Re: Patch: show relation and tuple infos of a lock to acquire

From: Christian Kruse <christian(at)2ndquadrant(dot)com>
To: Amit Kapila <amit(dot)kapila16(at)gmail(dot)com>
Cc: Andres Freund <andres(at)2ndquadrant(dot)com>, Tom Lane <tgl(at)sss(dot)pgh(dot)pa(dot)us>, Simon Riggs <simon(at)2ndquadrant(dot)com>, PostgreSQL-development <pgsql-hackers(at)postgresql(dot)org>
Subject: Re: Patch: show relation and tuple infos of a lock to acquire
Date: 2014-02-21 11:25:49
Message-ID: 20140221112549.GA27024@defunct.ch
Views: Raw Message | Whole Thread | Download mbox | Resend email
Thread:
Lists: pgsql-hackers

Hi,

On 19.02.2014 08:11, Amit Kapila wrote:
> I have looked into this patch. Below are some points which I
> think should be improved in this patch:

Thank you for your review.

> 1. New context added by this patch is display at wrong place
> […]
> Do this patch expect to print the context at cancel request
> as well?
> I don't find it useful. I think the reason is that after setup of
> context, if any other error happens, it will display the newly setup
> context.

To be honest, I don't see a problem here. If you cancel the request in
most cases it is because it doesn't finish in an acceptable time. So
displaying the context seems logical to me.

> 2a. About the message:
> LOG: process 1936 still waiting for ShareLock on transaction 842
> after 1014.000ms
> CONTEXT: relation name: foo (OID 57496)
> tuple (ctid (0,1)): (1, 2, abc )
>
> Isn't it better to display database name as well, as if we see in
> one of related messages as below, it displays database name as well.
>
> "LOG: process 3012 still waiting for ExclusiveLock on tuple (0,1) of
> relation 57
> 499 of database 12045 after 1014.000 ms"

Maybe. But then we either have duplicate infos in some cases (e.g. on
a table lock) or we have to distinguish error cases and show distinct
contextes. And also getting the database name from a relation is not
really straight forward (according to Andres we would have to look at
rel->rd_node.dbNode) and since other commands dealing with names don't
do so, either, I think we should leave out the database name.

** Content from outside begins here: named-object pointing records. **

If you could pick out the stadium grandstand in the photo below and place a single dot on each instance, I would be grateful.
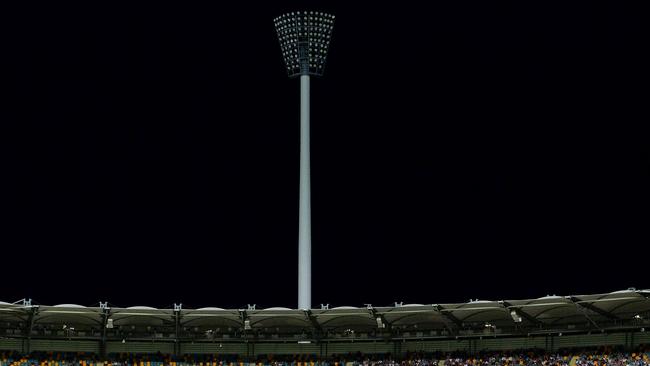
(551, 323)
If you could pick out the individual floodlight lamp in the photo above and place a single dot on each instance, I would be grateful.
(304, 40)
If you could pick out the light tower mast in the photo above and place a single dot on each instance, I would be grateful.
(304, 39)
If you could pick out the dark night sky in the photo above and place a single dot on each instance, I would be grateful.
(488, 150)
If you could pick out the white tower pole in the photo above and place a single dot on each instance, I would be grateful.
(304, 229)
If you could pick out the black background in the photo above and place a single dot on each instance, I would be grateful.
(486, 150)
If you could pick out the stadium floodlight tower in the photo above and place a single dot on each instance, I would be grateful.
(304, 39)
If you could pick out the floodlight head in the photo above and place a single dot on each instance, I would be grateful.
(304, 39)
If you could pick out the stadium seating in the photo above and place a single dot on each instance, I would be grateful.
(593, 357)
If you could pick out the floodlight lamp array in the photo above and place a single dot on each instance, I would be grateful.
(304, 40)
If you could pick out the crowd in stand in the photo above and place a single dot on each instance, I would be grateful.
(594, 357)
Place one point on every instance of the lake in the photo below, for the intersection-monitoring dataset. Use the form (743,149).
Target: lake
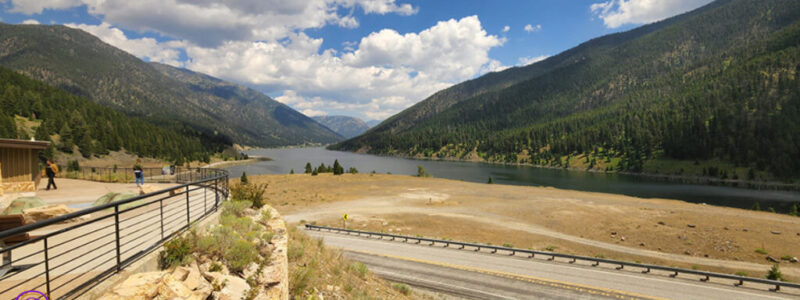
(285,159)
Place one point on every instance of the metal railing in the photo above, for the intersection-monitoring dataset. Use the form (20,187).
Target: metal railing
(646,268)
(69,254)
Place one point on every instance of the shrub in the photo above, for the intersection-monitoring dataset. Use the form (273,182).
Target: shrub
(176,252)
(235,207)
(775,273)
(361,269)
(241,254)
(73,165)
(253,193)
(402,288)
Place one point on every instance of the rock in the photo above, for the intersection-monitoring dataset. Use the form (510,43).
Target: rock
(233,288)
(147,189)
(138,286)
(42,213)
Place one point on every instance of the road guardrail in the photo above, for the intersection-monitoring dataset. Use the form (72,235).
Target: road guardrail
(647,268)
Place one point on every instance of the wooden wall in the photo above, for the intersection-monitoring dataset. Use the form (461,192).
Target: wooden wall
(18,164)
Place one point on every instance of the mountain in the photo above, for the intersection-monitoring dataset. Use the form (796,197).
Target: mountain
(31,108)
(716,87)
(343,125)
(82,64)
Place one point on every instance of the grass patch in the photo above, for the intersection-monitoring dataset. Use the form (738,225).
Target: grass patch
(314,269)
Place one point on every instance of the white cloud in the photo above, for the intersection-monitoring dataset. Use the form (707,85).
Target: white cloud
(524,61)
(146,48)
(30,7)
(211,23)
(531,28)
(616,13)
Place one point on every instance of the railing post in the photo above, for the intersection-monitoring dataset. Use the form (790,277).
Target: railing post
(116,226)
(161,208)
(47,267)
(188,218)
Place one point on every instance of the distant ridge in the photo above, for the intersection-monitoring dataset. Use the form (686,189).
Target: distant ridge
(712,92)
(82,64)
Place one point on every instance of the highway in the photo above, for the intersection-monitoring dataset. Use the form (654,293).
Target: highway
(482,275)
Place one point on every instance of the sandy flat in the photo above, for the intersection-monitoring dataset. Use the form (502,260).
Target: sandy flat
(661,231)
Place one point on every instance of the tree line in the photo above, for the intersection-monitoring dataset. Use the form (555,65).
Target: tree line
(75,123)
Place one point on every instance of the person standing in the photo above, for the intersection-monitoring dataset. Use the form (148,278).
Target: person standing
(51,170)
(138,171)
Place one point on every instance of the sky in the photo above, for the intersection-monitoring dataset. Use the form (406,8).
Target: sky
(363,58)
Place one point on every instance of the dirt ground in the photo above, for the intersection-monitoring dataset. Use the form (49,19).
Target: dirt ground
(660,231)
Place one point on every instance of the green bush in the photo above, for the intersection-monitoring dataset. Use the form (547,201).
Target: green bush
(402,288)
(775,273)
(176,252)
(241,254)
(253,193)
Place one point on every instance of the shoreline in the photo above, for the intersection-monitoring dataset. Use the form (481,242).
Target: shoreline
(698,180)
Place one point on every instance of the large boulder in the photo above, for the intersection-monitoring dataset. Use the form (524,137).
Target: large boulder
(138,286)
(233,288)
(19,204)
(47,212)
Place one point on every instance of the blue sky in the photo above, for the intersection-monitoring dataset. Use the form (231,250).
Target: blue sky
(363,58)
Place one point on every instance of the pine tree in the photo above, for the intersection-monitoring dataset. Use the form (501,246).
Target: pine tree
(244,179)
(337,168)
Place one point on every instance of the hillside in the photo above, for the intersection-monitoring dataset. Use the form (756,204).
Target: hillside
(717,87)
(85,66)
(345,126)
(76,124)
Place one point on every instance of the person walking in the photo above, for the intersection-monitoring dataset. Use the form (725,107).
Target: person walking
(139,172)
(51,170)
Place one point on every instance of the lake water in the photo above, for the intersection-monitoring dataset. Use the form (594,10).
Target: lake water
(284,160)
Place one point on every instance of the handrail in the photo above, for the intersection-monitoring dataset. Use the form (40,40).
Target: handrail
(595,260)
(66,272)
(62,218)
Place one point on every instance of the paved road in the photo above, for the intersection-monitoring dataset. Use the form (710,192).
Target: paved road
(483,275)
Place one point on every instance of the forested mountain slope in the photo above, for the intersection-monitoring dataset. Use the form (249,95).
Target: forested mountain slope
(73,122)
(716,84)
(82,64)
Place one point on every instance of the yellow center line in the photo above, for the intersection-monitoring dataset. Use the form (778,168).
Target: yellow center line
(535,280)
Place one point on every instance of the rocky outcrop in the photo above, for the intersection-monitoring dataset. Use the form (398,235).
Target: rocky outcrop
(207,279)
(41,213)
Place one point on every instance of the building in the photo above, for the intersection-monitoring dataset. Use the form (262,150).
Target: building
(19,167)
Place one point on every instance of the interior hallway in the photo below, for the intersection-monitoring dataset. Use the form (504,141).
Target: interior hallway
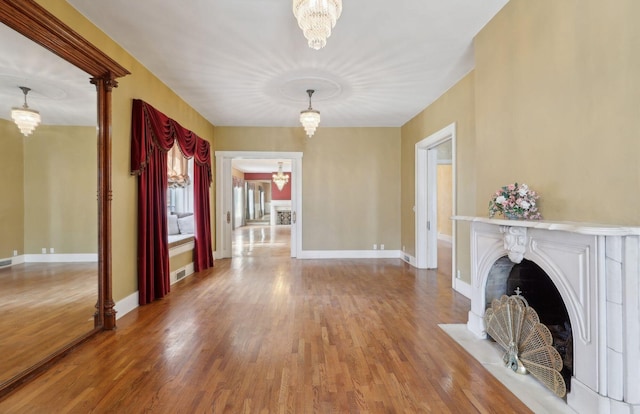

> 2b. I think there is no need to display *ctid* before tuple offset, it seems
> to be obvious as well as consistent with other similar message.

Ok, I'll drop it.

> 3. About callback I think rather than calling setup/tear down
> functions from multiple places, it will be better to have wrapper
> functions for XactTableLockWait() and MultiXactIdWait(). Just check
> in plpgsql_exec_function(), how the errorcallback is set, can we do
> something similar without to avoid palloc?

OK, Attached.

> 4. About the values of tuple
> I think it might be useful to display some unique part of tuple for
> debugging part, but what will we do incase there is no primary
> key on table, so may be we can display initial few columns (2 or 3)
> or just display tuple offset as is done in other similar message
> shown above.

Currently I simply display the whole tuple with truncating long
fields. This is plain easy, no distinction necessary. I did some code
reading and it seems somewhat complex to get the PK columns and it
seems that we need another lock for this, too – maybe not the best
idea when we are already in locking trouble, do you disagree?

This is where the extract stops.